If the sensor was in the tube, it would always be reading too high as that pulls air from higher up in the engine bay. Was your car sitting out in the sun?


----------



## jfischer (Sep 17, 2011)

The car had been sitting for about 45 minutes, but we had also been driving for 10-15 minutes and it was still reading in the 90s. I know it'll be high after sitting in the sun or after being parked after being driven but I've never seen it stay that high for so long after getting going again.


----------



## ShawnB (Feb 17, 2012)

The reading comes from the Driver side foglight housing. If you look at the cover where the foglights are or should be, you will see a small round piece as well. That is the sensor for the outside air temp. Mine sometimes reads high, until I drive the car for a mile or so, than its fine.


----------



## ShawnB (Feb 17, 2012)

jfischer said:


> The car had been sitting for about 45 minutes, but we had also been driving for 10-15 minutes and it was still reading in the 90s. I know it'll be high after sitting in the sun or after being parked after being driven but I've never seen it stay that high for so long after getting going again.
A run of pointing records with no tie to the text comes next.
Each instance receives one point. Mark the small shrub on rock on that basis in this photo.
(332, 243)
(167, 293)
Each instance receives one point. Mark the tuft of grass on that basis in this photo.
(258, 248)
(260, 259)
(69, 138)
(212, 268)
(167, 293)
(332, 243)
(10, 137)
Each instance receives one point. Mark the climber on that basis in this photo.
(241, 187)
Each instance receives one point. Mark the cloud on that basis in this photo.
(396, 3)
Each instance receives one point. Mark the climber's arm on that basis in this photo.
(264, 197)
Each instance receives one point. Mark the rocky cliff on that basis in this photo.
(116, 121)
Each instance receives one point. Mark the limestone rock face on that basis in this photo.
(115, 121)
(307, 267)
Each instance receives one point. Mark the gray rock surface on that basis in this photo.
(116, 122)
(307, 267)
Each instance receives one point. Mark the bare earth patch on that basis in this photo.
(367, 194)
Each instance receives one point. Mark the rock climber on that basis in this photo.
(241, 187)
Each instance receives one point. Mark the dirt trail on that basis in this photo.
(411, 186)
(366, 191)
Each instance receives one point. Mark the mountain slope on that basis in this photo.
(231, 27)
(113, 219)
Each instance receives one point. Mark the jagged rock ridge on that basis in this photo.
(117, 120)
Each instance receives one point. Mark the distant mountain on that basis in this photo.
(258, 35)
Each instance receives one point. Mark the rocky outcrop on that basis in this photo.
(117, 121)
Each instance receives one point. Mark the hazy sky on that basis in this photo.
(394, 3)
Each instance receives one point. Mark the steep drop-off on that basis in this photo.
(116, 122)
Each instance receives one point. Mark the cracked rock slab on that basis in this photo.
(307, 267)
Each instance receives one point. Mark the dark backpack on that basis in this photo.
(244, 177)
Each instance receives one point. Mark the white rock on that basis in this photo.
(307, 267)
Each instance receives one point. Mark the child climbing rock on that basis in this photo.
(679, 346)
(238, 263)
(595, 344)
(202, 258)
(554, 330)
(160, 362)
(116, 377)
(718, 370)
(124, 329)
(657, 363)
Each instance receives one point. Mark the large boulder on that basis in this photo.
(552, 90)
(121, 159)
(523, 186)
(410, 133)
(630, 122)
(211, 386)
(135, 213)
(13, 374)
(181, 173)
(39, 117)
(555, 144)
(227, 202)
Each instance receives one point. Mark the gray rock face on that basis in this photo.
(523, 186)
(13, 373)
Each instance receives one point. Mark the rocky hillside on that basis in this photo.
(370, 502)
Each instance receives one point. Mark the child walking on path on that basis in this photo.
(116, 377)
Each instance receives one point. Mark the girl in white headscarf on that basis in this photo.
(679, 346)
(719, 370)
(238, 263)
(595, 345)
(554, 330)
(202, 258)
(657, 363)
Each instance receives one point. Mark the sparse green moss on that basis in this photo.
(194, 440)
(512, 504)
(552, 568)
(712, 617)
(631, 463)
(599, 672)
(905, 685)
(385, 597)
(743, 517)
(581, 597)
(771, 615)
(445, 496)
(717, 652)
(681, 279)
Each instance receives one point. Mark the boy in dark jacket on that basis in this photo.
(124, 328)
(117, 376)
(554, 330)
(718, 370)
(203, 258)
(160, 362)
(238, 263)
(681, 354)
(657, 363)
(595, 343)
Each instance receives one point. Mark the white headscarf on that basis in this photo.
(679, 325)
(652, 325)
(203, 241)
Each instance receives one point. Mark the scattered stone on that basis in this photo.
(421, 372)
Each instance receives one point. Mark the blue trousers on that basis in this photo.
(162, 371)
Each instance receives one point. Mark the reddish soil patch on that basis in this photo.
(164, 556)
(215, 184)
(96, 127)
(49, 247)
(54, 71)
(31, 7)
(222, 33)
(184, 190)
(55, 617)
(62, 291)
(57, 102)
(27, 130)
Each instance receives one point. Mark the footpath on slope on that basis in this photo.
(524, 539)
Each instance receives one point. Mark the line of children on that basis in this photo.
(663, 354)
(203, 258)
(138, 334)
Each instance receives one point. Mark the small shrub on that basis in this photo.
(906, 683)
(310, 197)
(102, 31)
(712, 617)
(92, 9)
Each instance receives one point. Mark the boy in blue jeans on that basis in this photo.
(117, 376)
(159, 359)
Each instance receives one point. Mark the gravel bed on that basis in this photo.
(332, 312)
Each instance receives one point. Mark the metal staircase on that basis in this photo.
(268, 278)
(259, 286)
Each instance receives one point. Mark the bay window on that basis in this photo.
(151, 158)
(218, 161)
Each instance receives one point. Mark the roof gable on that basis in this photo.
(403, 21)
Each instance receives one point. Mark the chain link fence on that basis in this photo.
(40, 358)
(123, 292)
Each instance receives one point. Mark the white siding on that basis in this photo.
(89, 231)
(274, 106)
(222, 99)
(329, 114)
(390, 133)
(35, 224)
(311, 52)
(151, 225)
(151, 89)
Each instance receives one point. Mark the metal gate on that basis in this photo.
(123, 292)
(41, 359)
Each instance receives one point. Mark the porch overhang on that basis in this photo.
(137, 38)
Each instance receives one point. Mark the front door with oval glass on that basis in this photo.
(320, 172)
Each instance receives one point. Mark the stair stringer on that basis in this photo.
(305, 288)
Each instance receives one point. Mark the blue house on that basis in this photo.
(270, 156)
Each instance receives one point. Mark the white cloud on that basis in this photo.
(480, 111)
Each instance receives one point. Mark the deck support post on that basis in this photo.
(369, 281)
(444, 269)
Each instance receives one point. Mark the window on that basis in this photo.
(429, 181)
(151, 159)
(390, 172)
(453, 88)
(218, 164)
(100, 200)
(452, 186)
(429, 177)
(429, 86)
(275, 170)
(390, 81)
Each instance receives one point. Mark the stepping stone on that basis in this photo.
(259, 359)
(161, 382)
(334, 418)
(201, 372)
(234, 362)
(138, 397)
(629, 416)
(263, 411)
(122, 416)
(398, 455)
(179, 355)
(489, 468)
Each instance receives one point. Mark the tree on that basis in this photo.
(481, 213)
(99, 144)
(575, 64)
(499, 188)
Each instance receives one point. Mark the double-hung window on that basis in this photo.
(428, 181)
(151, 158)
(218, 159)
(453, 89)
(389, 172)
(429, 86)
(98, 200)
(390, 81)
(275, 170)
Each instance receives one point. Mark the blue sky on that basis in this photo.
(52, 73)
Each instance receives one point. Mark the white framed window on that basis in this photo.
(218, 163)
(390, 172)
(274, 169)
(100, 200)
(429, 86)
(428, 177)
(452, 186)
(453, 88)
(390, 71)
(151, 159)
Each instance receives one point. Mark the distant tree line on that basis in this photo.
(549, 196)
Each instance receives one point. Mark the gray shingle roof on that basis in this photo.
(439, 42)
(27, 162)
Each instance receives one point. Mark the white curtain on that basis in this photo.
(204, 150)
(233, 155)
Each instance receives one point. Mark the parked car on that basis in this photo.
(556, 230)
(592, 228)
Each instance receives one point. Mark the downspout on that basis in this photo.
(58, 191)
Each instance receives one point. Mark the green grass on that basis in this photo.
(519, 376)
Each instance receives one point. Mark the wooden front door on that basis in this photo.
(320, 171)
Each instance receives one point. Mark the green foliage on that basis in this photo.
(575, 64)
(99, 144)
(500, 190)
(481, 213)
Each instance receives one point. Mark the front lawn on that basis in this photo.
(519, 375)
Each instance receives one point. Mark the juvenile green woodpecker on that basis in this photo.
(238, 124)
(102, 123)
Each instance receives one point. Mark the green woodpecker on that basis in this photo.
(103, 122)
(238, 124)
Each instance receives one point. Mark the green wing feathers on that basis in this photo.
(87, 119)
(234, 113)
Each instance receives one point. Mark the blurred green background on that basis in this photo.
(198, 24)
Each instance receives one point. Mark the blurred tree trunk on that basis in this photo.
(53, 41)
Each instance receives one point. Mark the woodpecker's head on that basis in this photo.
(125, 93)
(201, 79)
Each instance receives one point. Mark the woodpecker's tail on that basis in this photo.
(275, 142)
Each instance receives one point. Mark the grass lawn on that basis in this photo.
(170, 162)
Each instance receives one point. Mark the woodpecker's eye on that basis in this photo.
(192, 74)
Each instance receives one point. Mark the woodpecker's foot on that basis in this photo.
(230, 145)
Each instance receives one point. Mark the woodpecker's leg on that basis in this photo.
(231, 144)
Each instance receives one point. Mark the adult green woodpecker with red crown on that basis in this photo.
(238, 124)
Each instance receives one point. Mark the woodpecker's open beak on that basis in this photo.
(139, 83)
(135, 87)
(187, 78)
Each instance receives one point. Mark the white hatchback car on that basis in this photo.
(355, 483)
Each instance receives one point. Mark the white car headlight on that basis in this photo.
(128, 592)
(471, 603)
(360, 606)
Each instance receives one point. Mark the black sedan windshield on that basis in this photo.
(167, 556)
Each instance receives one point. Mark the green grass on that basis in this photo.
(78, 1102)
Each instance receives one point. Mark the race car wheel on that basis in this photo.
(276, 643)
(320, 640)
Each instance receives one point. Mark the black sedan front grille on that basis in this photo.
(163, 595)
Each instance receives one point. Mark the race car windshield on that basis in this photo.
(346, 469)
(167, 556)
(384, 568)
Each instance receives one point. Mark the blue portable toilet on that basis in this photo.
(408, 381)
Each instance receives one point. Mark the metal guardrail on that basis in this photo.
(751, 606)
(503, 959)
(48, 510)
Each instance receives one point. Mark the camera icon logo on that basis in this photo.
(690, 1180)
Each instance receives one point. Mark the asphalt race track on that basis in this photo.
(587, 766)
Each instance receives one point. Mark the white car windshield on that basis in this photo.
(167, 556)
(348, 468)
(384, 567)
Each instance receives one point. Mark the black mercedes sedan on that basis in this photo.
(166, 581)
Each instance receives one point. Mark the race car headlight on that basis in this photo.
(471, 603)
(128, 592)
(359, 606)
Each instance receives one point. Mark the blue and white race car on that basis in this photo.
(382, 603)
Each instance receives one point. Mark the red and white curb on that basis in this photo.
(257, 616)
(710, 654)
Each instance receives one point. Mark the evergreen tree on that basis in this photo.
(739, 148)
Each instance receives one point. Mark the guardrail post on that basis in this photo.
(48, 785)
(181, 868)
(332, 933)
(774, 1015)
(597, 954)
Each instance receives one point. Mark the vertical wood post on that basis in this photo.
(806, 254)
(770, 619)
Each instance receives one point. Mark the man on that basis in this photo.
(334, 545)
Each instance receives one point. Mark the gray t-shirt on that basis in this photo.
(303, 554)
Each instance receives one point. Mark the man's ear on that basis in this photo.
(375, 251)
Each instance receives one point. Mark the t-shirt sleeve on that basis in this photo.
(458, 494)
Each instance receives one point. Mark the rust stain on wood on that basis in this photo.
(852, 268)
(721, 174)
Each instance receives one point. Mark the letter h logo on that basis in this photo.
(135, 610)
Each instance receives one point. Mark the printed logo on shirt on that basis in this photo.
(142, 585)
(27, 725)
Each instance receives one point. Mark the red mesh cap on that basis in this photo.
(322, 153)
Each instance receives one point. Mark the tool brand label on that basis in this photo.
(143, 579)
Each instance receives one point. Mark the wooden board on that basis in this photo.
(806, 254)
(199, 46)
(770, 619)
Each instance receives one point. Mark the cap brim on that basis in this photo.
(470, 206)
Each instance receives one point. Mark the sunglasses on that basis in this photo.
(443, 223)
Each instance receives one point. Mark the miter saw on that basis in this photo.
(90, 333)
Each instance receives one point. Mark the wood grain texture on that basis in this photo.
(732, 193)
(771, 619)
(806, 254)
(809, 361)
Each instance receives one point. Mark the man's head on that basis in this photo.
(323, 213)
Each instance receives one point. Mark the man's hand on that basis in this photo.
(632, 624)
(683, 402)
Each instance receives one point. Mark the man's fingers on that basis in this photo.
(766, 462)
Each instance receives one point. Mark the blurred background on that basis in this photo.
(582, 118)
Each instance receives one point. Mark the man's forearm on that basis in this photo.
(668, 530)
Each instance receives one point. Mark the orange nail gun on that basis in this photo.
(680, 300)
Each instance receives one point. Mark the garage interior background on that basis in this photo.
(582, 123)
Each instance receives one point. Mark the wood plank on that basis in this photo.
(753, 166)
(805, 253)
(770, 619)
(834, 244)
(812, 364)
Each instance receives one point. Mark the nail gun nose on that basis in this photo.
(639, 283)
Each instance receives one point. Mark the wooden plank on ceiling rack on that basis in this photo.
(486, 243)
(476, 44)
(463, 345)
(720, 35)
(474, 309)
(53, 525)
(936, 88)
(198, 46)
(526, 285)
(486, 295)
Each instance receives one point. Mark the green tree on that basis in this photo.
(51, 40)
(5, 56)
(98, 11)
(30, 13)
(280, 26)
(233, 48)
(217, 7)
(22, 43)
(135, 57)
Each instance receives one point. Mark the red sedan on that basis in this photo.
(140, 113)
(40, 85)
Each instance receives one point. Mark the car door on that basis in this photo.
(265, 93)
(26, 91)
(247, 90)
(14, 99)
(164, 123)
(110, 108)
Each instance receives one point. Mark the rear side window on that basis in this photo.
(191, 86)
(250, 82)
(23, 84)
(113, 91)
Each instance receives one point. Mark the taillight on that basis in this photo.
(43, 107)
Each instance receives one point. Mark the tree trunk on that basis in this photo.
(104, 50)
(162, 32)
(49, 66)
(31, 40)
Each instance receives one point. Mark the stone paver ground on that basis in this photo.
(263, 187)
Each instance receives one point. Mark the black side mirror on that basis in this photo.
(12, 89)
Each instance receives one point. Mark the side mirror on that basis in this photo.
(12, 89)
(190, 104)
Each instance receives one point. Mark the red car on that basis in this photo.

Hmm, odd that its still reading that after so long. Check to make sure the sensor on the fog light housing isn't dirty or anything.


----------



## jfischer (Sep 17, 2011)

If the sensor is really that low on the car, maybe it's possible that the air at street level was still that hot since it was much warmer earlier in the day before the cooler air came in.

Also to add to this, I was driving West about 5:00 p.m., with the sun low in the sky so the front of the car was receiving direct sunlight while the temperature readings were abnormally high. If that sensor is near the black plastic fill piece for the fog lights, I could see it getting even hotter with the sun shining right on it vs mid-day sun.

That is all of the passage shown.